A terroir, therefore, is defined as a complex of natural
environmental factors that cannot be easily modified by the producer.
With the aid of various management decisions, this complex is expressed
in the final product, resulting in distinctive wines with an identifiable
origin. The terroir cannot be
viewed in isolation from management and cultivation practices, although they do
not form part of the intrinsic definition.
The above definition of a terroir determines the way that we study and identify
viticultural terroirs. No single
environmental component of the terroir system can be studied in isolation,
rather the full complex of factors must be taken into account.
There will always be two steps for a terrior study.
Firstly, all the relevant natural factors (such as aspect, altitude,
geology, soil type, effective soil depth, water supply to the vine, etc.) must
be identified and characterised in order to identify relatively homogeneous
NTUs. Secondly, the response of the
vine on the NTUs and the organoleptic properties of the wine originating from
these units must be determined over a period of time so that the NTUs that
result in a similar product can be grouped into viticultural terroirs.
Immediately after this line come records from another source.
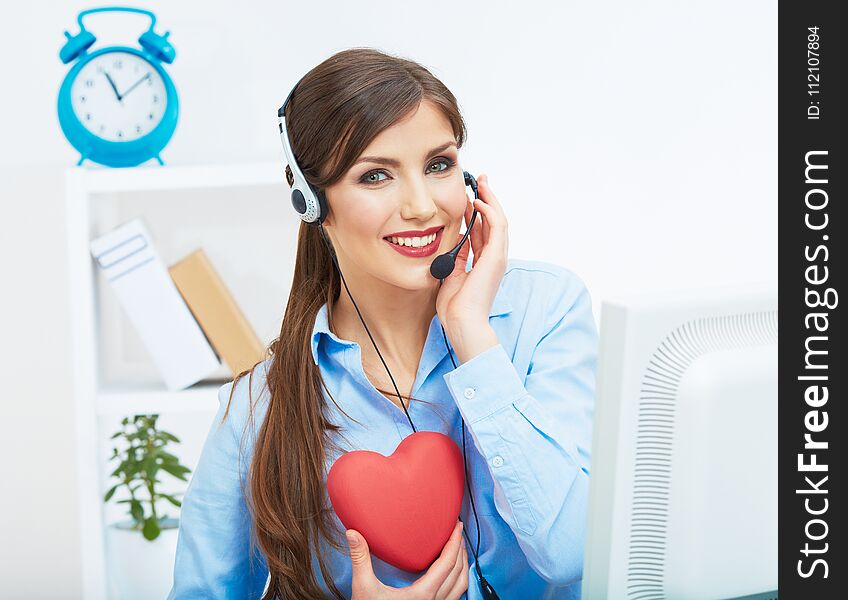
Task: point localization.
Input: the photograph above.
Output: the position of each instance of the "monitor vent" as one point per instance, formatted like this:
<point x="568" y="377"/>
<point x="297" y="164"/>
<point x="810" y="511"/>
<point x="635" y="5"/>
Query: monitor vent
<point x="655" y="434"/>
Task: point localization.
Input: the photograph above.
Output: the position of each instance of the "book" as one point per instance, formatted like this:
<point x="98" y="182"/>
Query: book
<point x="217" y="312"/>
<point x="127" y="258"/>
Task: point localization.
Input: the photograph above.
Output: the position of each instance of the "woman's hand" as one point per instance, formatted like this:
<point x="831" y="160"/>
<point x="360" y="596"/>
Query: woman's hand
<point x="464" y="299"/>
<point x="446" y="579"/>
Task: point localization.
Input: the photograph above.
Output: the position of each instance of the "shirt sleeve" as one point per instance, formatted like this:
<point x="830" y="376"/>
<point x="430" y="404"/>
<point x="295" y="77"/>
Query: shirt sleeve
<point x="535" y="434"/>
<point x="213" y="557"/>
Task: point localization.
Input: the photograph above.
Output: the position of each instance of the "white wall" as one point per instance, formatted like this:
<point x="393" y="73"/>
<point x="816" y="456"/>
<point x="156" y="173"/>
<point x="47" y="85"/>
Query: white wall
<point x="635" y="143"/>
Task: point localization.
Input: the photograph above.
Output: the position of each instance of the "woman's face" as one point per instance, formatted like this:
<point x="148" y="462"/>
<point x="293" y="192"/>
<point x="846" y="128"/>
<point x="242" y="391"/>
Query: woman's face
<point x="407" y="180"/>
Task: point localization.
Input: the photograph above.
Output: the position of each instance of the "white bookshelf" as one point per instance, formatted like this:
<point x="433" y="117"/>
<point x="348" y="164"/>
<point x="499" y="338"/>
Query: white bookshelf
<point x="242" y="218"/>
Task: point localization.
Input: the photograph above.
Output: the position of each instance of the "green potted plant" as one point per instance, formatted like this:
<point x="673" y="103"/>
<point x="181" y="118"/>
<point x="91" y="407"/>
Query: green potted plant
<point x="142" y="548"/>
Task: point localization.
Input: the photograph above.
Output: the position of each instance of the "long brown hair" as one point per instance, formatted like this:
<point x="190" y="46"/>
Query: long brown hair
<point x="338" y="108"/>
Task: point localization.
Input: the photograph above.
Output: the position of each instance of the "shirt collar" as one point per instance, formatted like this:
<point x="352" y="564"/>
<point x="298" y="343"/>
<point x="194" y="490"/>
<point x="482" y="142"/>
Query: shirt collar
<point x="500" y="306"/>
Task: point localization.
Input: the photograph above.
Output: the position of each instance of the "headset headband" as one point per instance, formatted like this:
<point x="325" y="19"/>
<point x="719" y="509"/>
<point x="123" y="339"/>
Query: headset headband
<point x="310" y="203"/>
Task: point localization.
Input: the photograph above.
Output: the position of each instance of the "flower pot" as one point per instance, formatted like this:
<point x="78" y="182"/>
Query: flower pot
<point x="140" y="569"/>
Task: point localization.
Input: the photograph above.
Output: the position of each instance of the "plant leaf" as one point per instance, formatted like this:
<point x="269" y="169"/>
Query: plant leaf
<point x="151" y="528"/>
<point x="171" y="499"/>
<point x="111" y="492"/>
<point x="137" y="511"/>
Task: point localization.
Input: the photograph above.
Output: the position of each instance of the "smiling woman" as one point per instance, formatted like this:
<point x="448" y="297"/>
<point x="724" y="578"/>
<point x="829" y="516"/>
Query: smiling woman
<point x="377" y="138"/>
Terroir studies usually focus on wine character or style rather than quality,
but a good terroir is considered to be one that ensures a slow but complete
maturation of grapes with a certain regularity in quality of the product from
vintage to vintage (Sequin, 1986).
Why is it important to study natural
above, the identification of NTUs will form the first step of any terroir study
that, in turn, is important for, interalia, the following reasons:
The identification of viticultural terroirs is considered to be of international
importance and the Office International de la Vigne et du Vin (OIV) has
passed a resolution (Anon., 1993) requiring terroir identification and
characterisation in all wine producing countries.
The concept of terroir stresses that winemaking begins in the vineyard.
Although there are many factors affecting the final wine character and
style, a stable set of environmental features (the terroir) forms the basis of
the viticultural ecosystem.
There is growing interest in the origin of wines and in single vineyard wines.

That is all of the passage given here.